Immigration Reform Bill Could Cut Almost $1 Trillion From Deficit And Add 10 Million Legal Residents Over The Next 20 Years: CBO
An analysis from the Congressional Budget Office says proposed immigration law changes could cut $1 trillion from the federal budget deficit and create 10 million new legal residents over the next 20 years.
Initial estimates taken from the report suggest that the creation of millions of new taxpayers each year would outweigh the increased costs to bring the bill forward. The budget analysis predicts that $197 billion would be wiped from the federal budget in the first decade with a further $700 billion from 2024 to 2033.
The report was hailed by the bill’s co-author, Sen. Charles Schumer, D-N.Y. But Sen.
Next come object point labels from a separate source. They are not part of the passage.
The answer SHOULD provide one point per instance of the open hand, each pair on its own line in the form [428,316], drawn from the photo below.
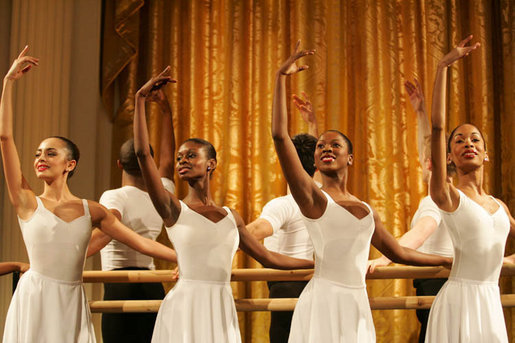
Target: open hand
[290,66]
[458,52]
[21,65]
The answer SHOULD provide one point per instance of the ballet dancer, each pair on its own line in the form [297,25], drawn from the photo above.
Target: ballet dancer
[50,304]
[334,305]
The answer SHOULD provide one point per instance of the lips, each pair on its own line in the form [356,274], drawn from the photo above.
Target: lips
[327,158]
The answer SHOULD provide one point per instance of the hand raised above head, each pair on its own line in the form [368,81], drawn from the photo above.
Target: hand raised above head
[416,95]
[156,83]
[458,52]
[290,66]
[21,65]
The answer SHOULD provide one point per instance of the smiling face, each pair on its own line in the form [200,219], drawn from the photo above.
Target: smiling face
[52,159]
[193,162]
[332,152]
[467,147]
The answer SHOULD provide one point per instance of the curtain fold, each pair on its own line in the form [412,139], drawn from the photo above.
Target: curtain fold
[224,54]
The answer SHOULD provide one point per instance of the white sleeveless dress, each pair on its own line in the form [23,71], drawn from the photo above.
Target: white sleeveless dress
[334,306]
[200,308]
[468,307]
[49,304]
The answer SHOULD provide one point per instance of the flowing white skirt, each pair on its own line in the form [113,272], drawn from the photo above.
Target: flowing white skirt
[332,313]
[46,310]
[467,311]
[196,312]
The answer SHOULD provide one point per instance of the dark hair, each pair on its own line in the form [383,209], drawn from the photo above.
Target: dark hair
[128,158]
[454,131]
[73,152]
[305,145]
[210,149]
[345,138]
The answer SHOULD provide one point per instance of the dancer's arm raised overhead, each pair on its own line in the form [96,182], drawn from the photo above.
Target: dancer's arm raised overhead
[307,112]
[269,259]
[166,204]
[20,193]
[443,193]
[308,196]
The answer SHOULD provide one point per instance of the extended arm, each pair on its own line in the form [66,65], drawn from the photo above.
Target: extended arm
[250,245]
[385,243]
[442,192]
[110,225]
[303,189]
[20,194]
[166,204]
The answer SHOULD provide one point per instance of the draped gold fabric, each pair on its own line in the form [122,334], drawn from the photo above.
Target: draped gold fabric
[224,54]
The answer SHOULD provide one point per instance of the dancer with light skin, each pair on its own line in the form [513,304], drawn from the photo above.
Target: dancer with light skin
[50,304]
[200,308]
[334,305]
[468,307]
[428,232]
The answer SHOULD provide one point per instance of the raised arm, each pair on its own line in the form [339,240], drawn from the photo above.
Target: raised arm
[250,245]
[442,192]
[307,112]
[166,204]
[385,243]
[418,103]
[20,194]
[167,143]
[308,196]
[110,225]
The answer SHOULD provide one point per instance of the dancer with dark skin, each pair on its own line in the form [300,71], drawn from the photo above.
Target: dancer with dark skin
[193,225]
[468,307]
[333,157]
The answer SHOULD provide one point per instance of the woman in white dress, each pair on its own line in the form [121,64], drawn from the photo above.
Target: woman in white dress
[200,308]
[50,304]
[468,307]
[334,305]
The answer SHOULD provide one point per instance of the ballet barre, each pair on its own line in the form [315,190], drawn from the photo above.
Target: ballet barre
[264,274]
[280,304]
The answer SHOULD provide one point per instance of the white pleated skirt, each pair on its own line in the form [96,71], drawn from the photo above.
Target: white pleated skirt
[467,311]
[330,312]
[46,310]
[197,312]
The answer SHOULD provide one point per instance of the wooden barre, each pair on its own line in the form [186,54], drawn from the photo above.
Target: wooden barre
[264,274]
[281,304]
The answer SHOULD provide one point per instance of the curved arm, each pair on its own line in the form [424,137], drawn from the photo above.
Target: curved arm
[418,103]
[385,243]
[20,194]
[442,192]
[308,196]
[250,245]
[110,225]
[260,228]
[167,143]
[413,239]
[166,204]
[307,112]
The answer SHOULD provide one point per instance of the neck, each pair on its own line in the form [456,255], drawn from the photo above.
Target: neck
[135,181]
[199,191]
[57,190]
[471,182]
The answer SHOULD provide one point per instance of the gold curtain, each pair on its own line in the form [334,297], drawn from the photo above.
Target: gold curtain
[224,54]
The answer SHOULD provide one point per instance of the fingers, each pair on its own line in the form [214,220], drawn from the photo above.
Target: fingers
[24,51]
[465,41]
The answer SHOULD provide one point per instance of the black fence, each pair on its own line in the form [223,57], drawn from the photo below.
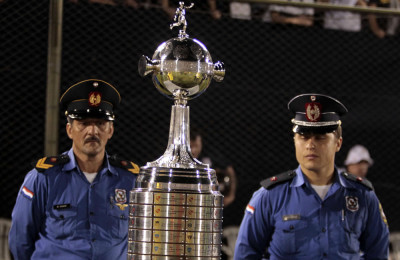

Jeff Sessions, R-Ala., was quick to charge that the report had concealed the true costs involve because it didn’t consider the biggest long-term costs to taxpayers, such as Medicaid, food stamps and cash welfare.
Hours before the report was released, House Speaker John Boehner, R-Ohio, said he would bring the bill forward only if a majority of Republicans and Democrats supported it.
“I also suggested to our members today that any immigration reform bill that is going to go into law ought to have a majority of both parties’ support if we’re really serious about making that happen, and so I don’t see any way of bringing an immigration bill to the floor that doesn’t have a majority support of Republicans,” said the speaker after a meeting of House Republicans, according to a report in the New York Times.